Created in 1968, the National Flood Insurance Program was actually supposed to help prevent risky development. Its complex rules required new construction within designated 100-year floodplains to meet higher flood-proofing standards and required “substantially damaged” properties that received claims worth half their value to be relocated or elevated. But most of the program’s 100-year flood maps are woefully obsolete, relocation almost never happens, and Uncle Sam has continued to cut multiple checks for repetitive losses. A recent Pew Foundation study found that the Higher Ground problems have not been solved (http://www.pewtrusts.org/%7E/media/assets/2016/10/repeatedly_flooded_properties_cost_billions.pdf?la =en); about 1 percent of insured properties have sustained repetitive losses, accounting for more than 25 percent of the nation’s flood claims. One $69,000 home in Mississippi flooded 34 times in 32 years, producing $663,000 in payouts. The government routinely dishes out more in claims than it takes in through premiums, and the program has gradually drifted deeper and deeper into debt.
“It’s basically lather, rinse, repeat,” says Steve Ellis, vice president of Taxpayers for Common Sense. “The fundamental responsibility of government is to protect people, but this program keeps encouraging people to build in harm’s way.”
Environmentalists, taxpayer groups and other reformers across the political spectrum have tried to rein in the program, pushing to raise premiums to better reflect flood risks and limit repetitive loss payments. But they have encountered ferocious pushback in Washington from real estate agents, homebuilders and other development interests, as well as politicians representing areas that tend to go underwater. They finally broke through in 2012, when Congress passed a rare bipartisan reform bill that would have jacked up premiums to some semblance of actuarially sound levels within a few years. But after an uproar from coastal and riverfront communities, Congress reversed itself in equally bipartisan fashion in 2014, so most premiums will rise much more gradually, and won’t reflect actual risks (http://time.com/92068/hell-and-high-water/) for as long as two decades.

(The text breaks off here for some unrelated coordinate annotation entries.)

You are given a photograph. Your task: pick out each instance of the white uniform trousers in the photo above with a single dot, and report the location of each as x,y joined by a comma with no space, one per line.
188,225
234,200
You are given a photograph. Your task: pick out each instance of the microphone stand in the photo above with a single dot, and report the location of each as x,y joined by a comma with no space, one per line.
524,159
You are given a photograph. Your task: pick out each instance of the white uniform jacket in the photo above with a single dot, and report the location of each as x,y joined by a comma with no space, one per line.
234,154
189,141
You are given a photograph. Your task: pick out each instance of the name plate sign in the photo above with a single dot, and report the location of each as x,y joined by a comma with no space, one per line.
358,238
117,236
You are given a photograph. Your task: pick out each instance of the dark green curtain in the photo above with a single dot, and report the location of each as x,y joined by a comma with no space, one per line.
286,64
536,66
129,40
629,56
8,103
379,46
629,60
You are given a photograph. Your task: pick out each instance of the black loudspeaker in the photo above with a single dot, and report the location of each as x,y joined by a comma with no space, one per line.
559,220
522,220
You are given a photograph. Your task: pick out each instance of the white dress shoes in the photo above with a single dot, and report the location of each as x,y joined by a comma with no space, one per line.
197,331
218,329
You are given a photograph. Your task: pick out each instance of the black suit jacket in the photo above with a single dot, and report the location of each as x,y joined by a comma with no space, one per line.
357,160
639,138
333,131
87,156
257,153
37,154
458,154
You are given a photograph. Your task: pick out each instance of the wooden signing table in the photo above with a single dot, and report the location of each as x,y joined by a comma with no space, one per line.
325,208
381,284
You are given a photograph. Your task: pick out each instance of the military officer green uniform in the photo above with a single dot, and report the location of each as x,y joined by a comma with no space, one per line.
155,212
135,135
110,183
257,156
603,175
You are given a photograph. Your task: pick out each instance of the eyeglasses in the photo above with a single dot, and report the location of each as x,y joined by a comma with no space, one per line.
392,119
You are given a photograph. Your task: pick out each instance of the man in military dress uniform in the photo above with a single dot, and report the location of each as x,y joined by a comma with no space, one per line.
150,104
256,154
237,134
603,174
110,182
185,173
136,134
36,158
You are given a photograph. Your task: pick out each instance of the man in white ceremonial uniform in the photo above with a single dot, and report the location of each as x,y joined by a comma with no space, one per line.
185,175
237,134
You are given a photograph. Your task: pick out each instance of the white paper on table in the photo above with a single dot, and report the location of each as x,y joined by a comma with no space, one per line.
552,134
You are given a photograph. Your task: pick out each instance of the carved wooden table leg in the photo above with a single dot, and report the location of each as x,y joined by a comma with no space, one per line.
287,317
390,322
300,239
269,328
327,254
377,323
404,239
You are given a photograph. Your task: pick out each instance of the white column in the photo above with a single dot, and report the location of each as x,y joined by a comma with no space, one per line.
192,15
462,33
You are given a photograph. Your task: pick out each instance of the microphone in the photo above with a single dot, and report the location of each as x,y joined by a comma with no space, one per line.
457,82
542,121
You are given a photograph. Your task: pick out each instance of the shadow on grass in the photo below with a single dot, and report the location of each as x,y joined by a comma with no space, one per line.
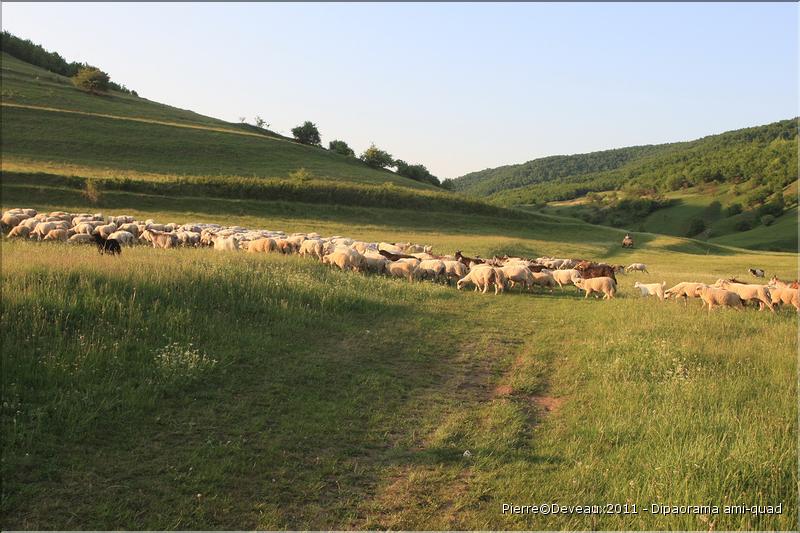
299,400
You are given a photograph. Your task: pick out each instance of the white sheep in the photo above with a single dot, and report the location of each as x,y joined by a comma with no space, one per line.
747,292
652,289
123,237
604,284
640,267
482,278
712,297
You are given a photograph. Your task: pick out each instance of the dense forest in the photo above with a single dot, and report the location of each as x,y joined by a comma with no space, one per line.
761,159
35,54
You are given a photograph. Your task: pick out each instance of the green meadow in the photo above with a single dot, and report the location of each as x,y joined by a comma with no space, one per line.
198,389
195,389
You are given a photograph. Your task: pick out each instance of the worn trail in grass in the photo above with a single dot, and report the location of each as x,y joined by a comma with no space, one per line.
344,401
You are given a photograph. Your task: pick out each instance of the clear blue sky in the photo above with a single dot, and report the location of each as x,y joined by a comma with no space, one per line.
458,87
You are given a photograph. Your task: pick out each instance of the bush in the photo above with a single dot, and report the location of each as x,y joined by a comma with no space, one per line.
307,133
377,158
415,172
768,220
341,147
696,227
774,207
91,79
733,209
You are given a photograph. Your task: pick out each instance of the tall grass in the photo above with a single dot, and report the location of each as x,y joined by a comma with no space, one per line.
291,396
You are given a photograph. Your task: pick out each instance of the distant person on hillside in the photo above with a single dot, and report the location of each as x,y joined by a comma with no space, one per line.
627,242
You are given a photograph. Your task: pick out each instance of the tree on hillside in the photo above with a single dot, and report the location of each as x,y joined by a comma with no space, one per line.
91,79
377,158
415,172
341,147
307,133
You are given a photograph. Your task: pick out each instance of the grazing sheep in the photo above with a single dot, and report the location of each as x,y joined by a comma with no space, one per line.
125,238
81,238
431,269
605,285
482,278
402,269
107,246
20,232
685,290
312,247
223,244
130,227
747,292
264,245
652,289
640,267
57,235
712,296
345,259
565,277
188,238
454,270
286,246
375,263
159,239
515,274
43,228
784,295
544,279
105,231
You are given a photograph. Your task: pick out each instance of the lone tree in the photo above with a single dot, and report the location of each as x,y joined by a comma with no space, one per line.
91,79
307,133
415,172
341,147
377,158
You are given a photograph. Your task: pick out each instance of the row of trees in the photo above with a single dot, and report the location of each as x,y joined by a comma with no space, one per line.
83,75
308,133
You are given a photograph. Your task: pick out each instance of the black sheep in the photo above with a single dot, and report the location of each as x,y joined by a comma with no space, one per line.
110,246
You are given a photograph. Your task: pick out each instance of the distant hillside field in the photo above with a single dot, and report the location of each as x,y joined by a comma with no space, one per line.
766,156
47,120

Now Congress must reauthorize the program before it expires on September 30, and Congressman Jeb Hensarling, a Texas Republican who chairs the House Financial Services Committee, has proposed several reforms to rein it in (http://www.politico.com/story/2017/08/28/harvey-flood-insurance-hensarling-hurricane-242114?lo=ap_e2). But his plan to limit subsidies for expensive repetitive-loss properties was in trouble before Harvey in the House, and his more ideological measures to expand private flood insurance face an uncertain future in the Senate. Reformers hope the shock of seeing America’s fourth-largest city underwater will at least help build support for more money for better floodplain mapping, as well as flood-proofing and relocation of the most vulnerable properties. But they recognize they’re swimming upstream.